Published in

All about Tokenizers

Photo by Jason Leung on Unsplash

We are learning tokenizers because machines do not read the language as is, thus it needs to be converted to numbers and that’s where tokenizers come to the rescue. Loosely speaking tokenization is splitting sentences into words. This sounds simple but there are a few caveats, mainly because we want to map each token to a number and the size and meaningfulness of this mapping thus formed is important and critical for Machine Learning tasks.

What is a tokenizer?

Tokenizer splits a text into words or sub-words, there are multiple ways this can be achieved.

For example, the text given below can be split into subwords in multiple ways:

Source: Author

Punctuation attached to the words makes them suboptimal.
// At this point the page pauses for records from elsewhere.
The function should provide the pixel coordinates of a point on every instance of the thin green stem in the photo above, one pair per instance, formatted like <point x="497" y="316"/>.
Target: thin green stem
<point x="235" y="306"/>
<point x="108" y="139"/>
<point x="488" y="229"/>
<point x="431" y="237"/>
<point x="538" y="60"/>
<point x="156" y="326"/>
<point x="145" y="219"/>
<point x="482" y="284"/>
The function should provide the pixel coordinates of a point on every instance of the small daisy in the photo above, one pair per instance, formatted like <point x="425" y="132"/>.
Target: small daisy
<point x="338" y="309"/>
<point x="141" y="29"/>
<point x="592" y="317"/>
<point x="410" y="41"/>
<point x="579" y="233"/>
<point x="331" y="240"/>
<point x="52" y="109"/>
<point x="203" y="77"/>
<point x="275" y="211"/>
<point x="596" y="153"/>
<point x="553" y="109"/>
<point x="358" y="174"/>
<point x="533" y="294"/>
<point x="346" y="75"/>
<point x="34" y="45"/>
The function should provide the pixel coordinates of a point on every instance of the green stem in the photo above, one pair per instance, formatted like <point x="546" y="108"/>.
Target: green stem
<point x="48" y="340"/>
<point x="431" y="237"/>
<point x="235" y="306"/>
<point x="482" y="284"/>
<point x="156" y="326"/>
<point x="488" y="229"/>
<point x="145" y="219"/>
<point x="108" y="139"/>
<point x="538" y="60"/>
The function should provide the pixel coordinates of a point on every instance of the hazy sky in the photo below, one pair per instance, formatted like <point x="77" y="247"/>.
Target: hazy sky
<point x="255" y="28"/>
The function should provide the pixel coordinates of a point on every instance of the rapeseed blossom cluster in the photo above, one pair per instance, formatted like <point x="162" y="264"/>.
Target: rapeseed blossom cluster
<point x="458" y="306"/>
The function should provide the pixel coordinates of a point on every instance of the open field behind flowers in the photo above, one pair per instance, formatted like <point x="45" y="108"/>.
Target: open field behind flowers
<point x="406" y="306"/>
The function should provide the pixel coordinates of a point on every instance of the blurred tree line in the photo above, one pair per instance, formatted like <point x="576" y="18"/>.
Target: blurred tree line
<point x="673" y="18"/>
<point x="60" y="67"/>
The presence of punctuations will make the model learn the specific representation and save it from learning the vast number of representations with every possible punctuation symbol following the word.

But it just doesn’t stop here. It would have been better if “Let’s” were tokenized as “Let” and “ ’s”. This is just one example of how tokenization differs based on what rule is applied. Different tokenization rules will yield different outputs for the same input text.

When it comes to the pre-trained model, the input during inferencing needs to be passed through the same tokenized rue as it has been through during training data processing. This is like the conventional data pre-processing techniques that are applied to the test data which are the same as that of training data.

So essentially the text is converted to smaller chunks. For example, if space and punctuation tokenization is used to split the sentences into words, then it might lead to a huge corpus of vocabulary and in turn, the huge embedding matrix. It will lead to an expensive affair, in terms of higher time complexity and increased memory.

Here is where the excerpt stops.